Not all speech scientists necessarily love the verisimilitude of modern synthesis.
“This trend of conversing with machines is very disturbing to me, actually,” Perkell says, adding that he prefers to know he’s talking with a real person when he’s on a phone call. “It dehumanizes the communication process.”
In a 1986 paper, Dennis wrote that it was difficult to estimate how increasingly sophisticated computers that can listen and speak would impact society.
“Talking machines may be just a passing fad,” he wrote, “but the potential for new and powerful services is so great that this technology could have far reaching consequences, not only on the nature of normal information collection and transfer, but also on our attitudes toward the distinction between man and computer.”
When thinking about the future of talking machines, Dennis probably figured that newer and more sophisticated technologies would eventually render the Perfect Paul voice obsolete — a fate that has largely played out. What would have been virtually impossible for Dennis to predict, however, was the fate of Perfect Paul around the 55th century. That’s when a black hole will swallow up a signal of Perfect Paul.

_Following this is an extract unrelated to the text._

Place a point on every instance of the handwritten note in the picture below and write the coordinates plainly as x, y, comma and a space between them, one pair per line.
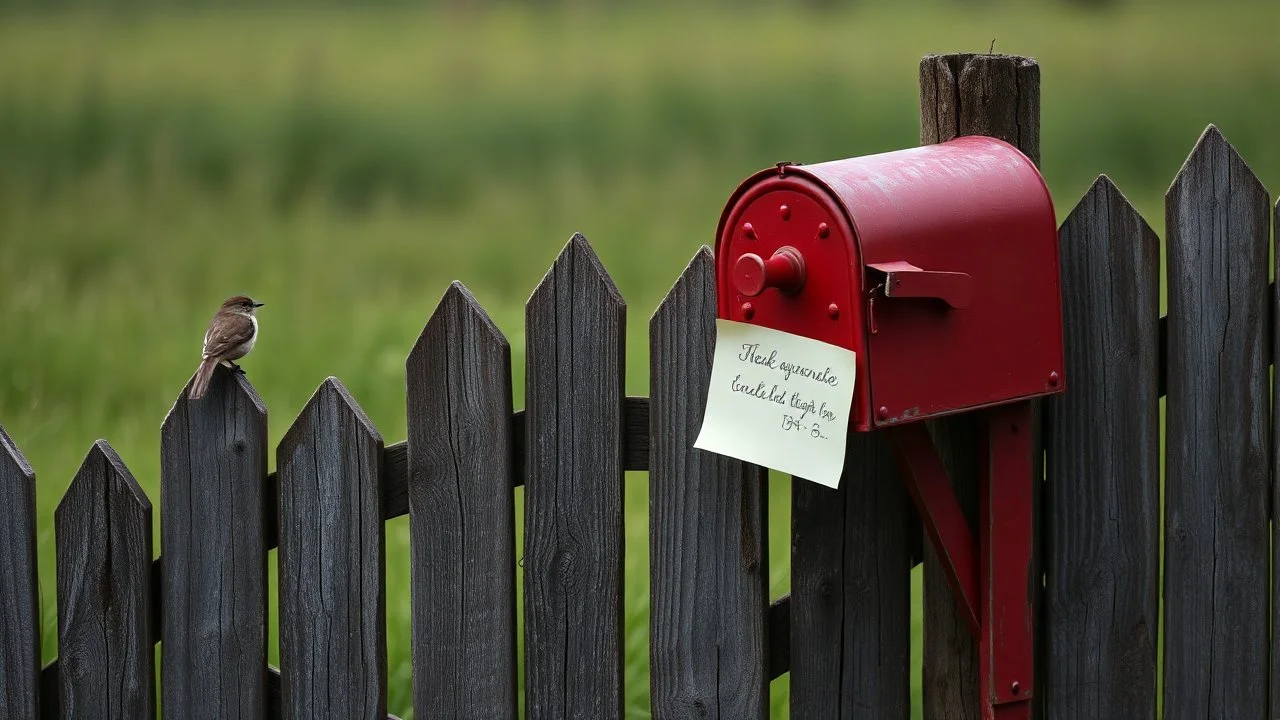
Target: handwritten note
778, 400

As a tribute to Hawking after his death, the European Space Agency in June 2018 beamed a signal of Hawking speaking toward a binary system called 1A 0620–00, which is home to one of the closest known black holes to Earth. When the signal arrives there, after beaming at the speed of light through interstellar space for some 3,400 years, it will cross the event horizon and head toward the black hole’s singularity.
The transmission is set to be humanity’s first interaction with a black hole.